Project #4 | EECS-3421A: Introduction to Database Systems | fall 2015

EECS-3421A
Introduction to Database Systems
York University
Fall 2015

Project #4
The Apt APP:
Refund

Project

In this project, you will write an application program to update the York River Bookseller's Database (YRB DB) and to report overcharges to customers.

York River Booksellers promises in their advertising that customers always get the best price on a book for which they are eligible. (That is, the lowest club offer for that book such that the customer is a member of that club.) However, it has been discovered that customers are occassionally overcharged! For instance, 'Zebulon Zilio' bought 'Transmorgifacation' under club offer 'Basic' for $288.73. However, as a 'AAA' member, he was eligible for the price of $278.73.

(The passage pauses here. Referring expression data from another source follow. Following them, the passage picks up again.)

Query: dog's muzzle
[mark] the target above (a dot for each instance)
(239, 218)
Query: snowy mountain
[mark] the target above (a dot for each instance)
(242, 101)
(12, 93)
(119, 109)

York River Booksellers has promised to refund overcharges to its customers. This refund process involves two parts.

Find the differences between the too-high prices and correct prices for each customer for purchases in which they were overcharged. Print a report that prints a line for each customer and purchase deserving a refund stating the customer's name, title and year of the book in the purchase, the number of copies bought (qnty), the price paid, and the best price they should have paid instead.
Update the YRB DB to reflect that the refunds were made. Do this by updating each tuple in the table yrb_purchase which has an overcharge to reflect the lowest price for which the customer was eligible instead, by changing the purchase's club to a club (for which the customer is a member) that yeilds the best price for the customer. (Should there be a tie for "best" club for a given purchase, choose the first one in lexicographical ordering.)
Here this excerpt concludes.